Così sei importanti squadre di Premier League hanno preso contatti con Respondology, un’azienda americana che ha sviluppato uno strumento che permette di ridurre in tempo reale l’esposizione dei calciatori e delle società alle minacce e alle offese dei social. Dopo un qualche mese di prova, vorrebbero renderlo pienamente operativo a partire dalla prossima stagione.
Con questo tool, assicurano dagli Usa, diversi piloti della Nascar e una trentina di franchigie tra Nba, Nfl e Nhl hanno migliorato realmente la situazione. Una volta istallato Respondology riesce a riconoscere ed eliminare in tempo reale commenti discriminatori e offensivi grazie a un software d’intelligenza artificiale che funziona tramite parole chiave personalizzabili, comprese le emoji.

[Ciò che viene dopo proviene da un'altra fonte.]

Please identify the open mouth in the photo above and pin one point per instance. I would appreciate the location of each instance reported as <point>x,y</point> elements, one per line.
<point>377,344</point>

Per affinare il lavoro si avvale poi di mille moderatori umani che “correggono” eventuali errori della macchina, ad esempio “salvano” quelle critiche espresse in maniera corretta che potrebbero venire eliminate oppure intervengono su quelle espressioni dialettali o sugli errori di battitura che l’AI non ha riconosciuto.
Purtroppo anche questa soluzione, se adottata, non sarà priva di limiti perché Respondology non è in grado di moderare i commenti su Twitter, dove andranno adottati altri interventi, mentre sarà operativo su TikTok entro l’estate fa sapere il numero uno dell’azienda, Erik Swain. Né può fare niente per impedire che gli insulti siano recapitati tramite messaggio privato.